Ce projet - une ascension du K2 en solo et sans oxygène, avec un vol en parapente inédit à la clef -, qu’est-ce qu’il représentait ?

"C’est un vieux rêve depuis ma traversée de l'Himalaya, il y a huit ans. Je rêvais du K2 plus que de l'Everest parce que ça reste une montagne très haute [8611 m, deuxième sommet le plus haut du monde, ndlr] et elle a la réputation d'être technique. Elle a malheureusement la réputation d'être dangereuse, en particulier à la descente. Ce qui faisait que ce projet d'ascension en style alpin [ascension sans corde fixe, porteur ou oxygène, ndlr] et avec une descente en parapente, ça avait du sens."

Comment est-ce qu’on se prépare pour une expédition si particulière ?

"Je m’engage sur le projet il y a plus d'un an. Le film de l'arrivée au sommet et du décollage, je l'ai répété sur mes montagnes de la vallée d'Abondance X fois. Je sais exactement à quoi m'attendre. Je me suis entraîné à le faire avec des énormes mitaines, avec un masque de ski, avec des gros souliers et la combinaison en duvet. La voile, elle est pliée d’une certaine manière. Les suspentes sont pré-démêlées, etc. Il y a plein de petites choses qui sont complètement automatisées."

Pour l’ascension, vous n’êtes pas passé par la voie normale mais par un itinéraire associant l’éperon Cesen et la voie dite "des Basques". Pourquoi ce choix, que vous définissez vous-même comme "hors des sentiers battus" ?

"Il y a deux choses. D'une part, la boutade de mon mentor, Jean Troillet qui, juste avant de partir me dit : "Hey, Blutch, tu ne fais pas la voie normale, hein !" Déjà, c'était une évidence pour moi. Après, on arrive au pied de la montagne. On sait qu'il ne faut pas avoir un objectif trop précis parce qu'il faut s'adapter aux conditions, c'est la montagne qui décide où on va grimper.

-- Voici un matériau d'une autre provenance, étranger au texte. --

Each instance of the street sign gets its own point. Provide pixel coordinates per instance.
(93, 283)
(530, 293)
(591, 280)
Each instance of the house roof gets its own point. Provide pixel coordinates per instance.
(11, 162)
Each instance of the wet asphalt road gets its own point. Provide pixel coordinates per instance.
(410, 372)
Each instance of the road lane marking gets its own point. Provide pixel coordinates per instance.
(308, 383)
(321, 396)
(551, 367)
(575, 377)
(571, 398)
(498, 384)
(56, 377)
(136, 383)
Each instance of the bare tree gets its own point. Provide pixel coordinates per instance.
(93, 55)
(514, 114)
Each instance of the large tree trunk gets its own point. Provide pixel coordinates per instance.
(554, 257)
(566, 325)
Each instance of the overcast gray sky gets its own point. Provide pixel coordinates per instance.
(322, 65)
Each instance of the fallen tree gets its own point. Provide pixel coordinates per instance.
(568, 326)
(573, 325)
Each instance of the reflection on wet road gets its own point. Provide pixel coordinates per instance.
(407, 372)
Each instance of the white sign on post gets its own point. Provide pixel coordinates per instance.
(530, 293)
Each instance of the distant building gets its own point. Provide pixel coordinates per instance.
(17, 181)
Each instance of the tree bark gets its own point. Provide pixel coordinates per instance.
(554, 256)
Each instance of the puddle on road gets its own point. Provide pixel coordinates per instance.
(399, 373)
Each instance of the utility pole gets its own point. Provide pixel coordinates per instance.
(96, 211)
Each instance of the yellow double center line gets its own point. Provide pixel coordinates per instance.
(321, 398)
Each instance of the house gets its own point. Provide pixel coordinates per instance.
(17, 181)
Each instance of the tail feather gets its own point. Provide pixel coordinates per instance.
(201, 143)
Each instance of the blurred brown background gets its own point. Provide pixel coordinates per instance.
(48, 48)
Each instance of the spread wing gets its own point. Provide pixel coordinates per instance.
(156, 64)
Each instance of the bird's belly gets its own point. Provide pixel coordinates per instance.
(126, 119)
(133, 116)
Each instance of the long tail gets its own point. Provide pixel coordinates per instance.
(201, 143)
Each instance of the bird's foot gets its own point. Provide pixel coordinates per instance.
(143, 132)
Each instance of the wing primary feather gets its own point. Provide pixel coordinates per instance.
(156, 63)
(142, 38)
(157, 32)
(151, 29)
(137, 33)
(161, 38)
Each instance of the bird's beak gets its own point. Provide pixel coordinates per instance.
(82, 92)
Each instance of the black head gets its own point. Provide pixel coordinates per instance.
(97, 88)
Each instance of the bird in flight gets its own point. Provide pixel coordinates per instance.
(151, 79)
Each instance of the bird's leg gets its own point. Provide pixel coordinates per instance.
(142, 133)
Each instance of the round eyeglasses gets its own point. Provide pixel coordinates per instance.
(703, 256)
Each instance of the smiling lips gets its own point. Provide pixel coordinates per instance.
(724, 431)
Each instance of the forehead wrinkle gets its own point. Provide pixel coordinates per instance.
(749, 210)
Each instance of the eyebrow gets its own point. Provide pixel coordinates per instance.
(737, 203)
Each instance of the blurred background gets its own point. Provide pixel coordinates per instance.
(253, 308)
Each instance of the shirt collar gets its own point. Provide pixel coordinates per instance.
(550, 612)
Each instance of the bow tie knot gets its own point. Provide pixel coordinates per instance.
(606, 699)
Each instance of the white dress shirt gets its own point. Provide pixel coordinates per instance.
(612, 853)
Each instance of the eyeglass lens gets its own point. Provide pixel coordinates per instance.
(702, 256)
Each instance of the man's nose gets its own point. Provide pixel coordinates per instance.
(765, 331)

Cette combinaison d'itinéraires me faisait de l'œil. Il y avait beaucoup de neige donc une face sud, c'était quand même plus approprié. De grimper sur les traces de Jerzy Kukuczka, de Messner, de Cesen, ça me faisait kiffer. Et surtout d'être tout seul au milieu d'une grande face de 3 600 m, ça me faisait rêver."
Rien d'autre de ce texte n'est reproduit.